First Aid for Your Topgrading Interview

September 25th, 2007 . by Brad Smart

First Aid for Your Topgrading Interview!

If you are not achieving at least 75% high performers hired or promoted…you’re probably making mistakes that you can quickly fix – really!

Mistake: Breaking the Topgrading Interview into halves with DIFFERENT interviewers for the first and second halves.

First Aid: Use the same interviewers for the full Topgrading Interview.
The beauty of the Topgrading Interview is the clarity of PATTERNS that evolve across a person’s life and career. There’s no way the “first half” interviewers can pass enough insights along to the “second half” interviewers!

Mistake: Failing to see patterns that make it easy to rate all key competencies.

First Aid: After the interview use your notes from the Topgrading Interview Guide to visually portray how successful (or unsuccessful) the candidate has been.
For example:

Years

Title

Final
Compensation

Your Conclusion
- Performance

1997-2000

Sales Rep

$150,000

A

2000-2002

Sales Rep

$100,000

A

2002-2004

Sales Rep

$125,000

B

2004-2007

VP Sales

$175,000

C

This is a “snapshot” of a super sales rep, who exceeded quotas in strong economies (1997-2000) and down economies (2000-2002), but who is not an A player sales manager. He’s a “do it myself” manager who hasn’t learned to hire, coach, motivate, or develop teams.

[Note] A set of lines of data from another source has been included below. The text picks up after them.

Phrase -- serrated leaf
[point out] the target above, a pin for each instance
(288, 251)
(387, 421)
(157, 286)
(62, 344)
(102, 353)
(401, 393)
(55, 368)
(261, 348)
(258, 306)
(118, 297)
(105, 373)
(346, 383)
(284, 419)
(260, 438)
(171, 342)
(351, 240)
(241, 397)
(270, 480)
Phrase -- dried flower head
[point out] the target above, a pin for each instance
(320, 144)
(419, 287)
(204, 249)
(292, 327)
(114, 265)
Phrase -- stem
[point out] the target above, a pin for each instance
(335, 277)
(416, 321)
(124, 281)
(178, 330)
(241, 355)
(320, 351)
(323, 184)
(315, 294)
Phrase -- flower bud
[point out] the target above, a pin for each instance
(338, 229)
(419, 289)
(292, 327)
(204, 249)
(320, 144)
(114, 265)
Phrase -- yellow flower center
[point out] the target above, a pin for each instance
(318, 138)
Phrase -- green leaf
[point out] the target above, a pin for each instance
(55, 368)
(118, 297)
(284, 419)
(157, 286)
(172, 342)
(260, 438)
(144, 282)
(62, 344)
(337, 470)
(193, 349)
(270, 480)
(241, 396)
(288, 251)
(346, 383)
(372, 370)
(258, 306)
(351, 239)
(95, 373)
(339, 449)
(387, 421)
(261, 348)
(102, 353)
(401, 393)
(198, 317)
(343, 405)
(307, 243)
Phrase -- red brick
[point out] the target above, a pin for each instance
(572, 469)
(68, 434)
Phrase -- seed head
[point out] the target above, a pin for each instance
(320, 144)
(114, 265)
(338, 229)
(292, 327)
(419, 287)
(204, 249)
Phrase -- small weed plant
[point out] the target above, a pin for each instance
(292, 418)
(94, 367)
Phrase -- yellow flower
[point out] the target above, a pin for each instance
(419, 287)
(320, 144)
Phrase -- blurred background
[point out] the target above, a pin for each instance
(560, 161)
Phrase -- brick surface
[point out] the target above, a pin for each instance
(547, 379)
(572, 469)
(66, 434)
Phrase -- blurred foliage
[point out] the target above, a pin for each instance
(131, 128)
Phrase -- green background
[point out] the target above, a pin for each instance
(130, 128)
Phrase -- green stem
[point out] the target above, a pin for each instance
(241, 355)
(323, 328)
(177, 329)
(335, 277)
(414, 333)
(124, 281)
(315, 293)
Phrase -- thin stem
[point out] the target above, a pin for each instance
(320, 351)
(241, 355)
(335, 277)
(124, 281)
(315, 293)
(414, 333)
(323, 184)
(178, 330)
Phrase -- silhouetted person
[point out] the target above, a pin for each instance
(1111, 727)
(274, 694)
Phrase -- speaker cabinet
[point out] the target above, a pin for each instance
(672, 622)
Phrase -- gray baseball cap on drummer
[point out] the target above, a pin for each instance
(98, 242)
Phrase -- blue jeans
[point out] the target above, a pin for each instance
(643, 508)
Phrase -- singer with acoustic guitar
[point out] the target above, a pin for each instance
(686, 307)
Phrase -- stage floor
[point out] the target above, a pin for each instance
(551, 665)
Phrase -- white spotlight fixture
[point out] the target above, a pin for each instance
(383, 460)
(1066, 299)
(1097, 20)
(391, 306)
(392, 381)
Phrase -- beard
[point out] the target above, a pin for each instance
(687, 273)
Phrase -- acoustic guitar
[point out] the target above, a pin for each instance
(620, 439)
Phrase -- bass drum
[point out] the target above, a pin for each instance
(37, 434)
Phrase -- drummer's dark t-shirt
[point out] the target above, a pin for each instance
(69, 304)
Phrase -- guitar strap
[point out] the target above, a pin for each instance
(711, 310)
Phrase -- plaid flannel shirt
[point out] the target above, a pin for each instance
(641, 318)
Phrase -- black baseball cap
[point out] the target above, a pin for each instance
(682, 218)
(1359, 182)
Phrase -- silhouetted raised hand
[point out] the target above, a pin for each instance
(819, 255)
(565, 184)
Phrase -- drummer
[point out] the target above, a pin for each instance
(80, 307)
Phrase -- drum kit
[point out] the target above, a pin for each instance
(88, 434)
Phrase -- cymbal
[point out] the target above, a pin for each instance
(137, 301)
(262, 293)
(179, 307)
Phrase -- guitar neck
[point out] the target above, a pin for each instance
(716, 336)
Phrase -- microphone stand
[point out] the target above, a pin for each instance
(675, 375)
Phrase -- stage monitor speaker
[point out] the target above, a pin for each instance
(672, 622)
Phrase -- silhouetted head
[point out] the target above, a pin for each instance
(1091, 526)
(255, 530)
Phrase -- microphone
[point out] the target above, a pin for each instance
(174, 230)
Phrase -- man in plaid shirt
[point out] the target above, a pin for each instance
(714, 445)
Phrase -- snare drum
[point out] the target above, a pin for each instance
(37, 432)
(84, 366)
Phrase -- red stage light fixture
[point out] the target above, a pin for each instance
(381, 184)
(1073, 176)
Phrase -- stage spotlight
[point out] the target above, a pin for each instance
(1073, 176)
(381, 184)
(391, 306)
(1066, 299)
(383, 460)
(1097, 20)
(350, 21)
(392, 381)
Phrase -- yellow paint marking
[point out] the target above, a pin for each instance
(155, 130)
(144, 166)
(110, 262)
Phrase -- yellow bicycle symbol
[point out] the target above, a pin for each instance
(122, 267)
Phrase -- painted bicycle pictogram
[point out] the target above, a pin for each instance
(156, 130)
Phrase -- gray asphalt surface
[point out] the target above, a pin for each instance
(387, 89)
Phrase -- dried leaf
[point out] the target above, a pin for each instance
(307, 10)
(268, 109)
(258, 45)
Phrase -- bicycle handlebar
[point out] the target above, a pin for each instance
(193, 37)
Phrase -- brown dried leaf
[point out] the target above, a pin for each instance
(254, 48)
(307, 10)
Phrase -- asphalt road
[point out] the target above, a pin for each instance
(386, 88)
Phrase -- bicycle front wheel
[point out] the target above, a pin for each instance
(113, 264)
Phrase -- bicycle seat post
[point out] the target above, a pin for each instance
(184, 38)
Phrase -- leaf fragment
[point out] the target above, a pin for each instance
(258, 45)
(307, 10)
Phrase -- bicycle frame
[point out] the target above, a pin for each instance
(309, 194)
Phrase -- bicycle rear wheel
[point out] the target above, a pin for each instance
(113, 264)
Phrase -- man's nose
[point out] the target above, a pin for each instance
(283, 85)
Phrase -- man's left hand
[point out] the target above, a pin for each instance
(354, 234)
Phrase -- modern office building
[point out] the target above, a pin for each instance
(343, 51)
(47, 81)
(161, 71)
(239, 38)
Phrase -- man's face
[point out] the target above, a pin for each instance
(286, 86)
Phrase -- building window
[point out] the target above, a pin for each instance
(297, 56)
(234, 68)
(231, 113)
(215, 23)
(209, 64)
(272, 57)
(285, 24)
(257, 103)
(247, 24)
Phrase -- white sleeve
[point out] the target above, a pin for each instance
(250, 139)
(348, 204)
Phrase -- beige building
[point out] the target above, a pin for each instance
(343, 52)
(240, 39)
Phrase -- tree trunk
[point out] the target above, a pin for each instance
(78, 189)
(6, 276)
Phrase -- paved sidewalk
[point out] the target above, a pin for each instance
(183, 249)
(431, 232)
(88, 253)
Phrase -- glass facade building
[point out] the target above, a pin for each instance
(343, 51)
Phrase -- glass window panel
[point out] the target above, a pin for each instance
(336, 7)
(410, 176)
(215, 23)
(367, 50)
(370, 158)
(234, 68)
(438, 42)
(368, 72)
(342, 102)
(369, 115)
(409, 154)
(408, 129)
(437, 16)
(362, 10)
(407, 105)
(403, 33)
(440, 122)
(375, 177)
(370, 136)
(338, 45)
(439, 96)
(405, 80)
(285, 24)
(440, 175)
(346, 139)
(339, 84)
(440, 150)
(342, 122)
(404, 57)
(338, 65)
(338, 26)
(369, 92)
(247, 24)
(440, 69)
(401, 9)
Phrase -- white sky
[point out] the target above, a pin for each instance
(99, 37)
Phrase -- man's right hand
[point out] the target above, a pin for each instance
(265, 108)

If you want to hire a sales manager, don’t bet on this super sales rep whose performance in management is declining!

Mistake: Performing Topgrading Interviews before learning how.

First Aid: Practice one or two Topgrading Interviews on lower level people, to find your groove.

Initially Topgrading interviewers stumble a bit, have to read questions, and spend too much time on the candidate’s education and early work history. If you feel a bit awkward, any A player candidate will find the process awkward too. So develop your skills and confidence before interviewing “for real.”

Mistake: Going “solo.”

First Aid: Use the tandem interview (have an interview partner).

About a month ago I complimented Jack Welch (former Chairman of GE) on his approving TWO interviewers. Not only did GE improve its success picking people to 90%, THOUSANDS of managers have done the same, following this tandem Topgrading Interview model:

  • The main interviewer asks most questions and takes some notes.
  • The secondary interviewer asks a few questions and takes a lot of notes.

CONCLUSIONS

To hire or promote with 75% - 90% success, you MUST use the Topgrading Interview. No other method comes within a country mile of achieving such success. To get excellent results practice a little on “easy” interviewees, use the tandem model, and write a 10-year “snapshot” to see clear patterns of overall performance.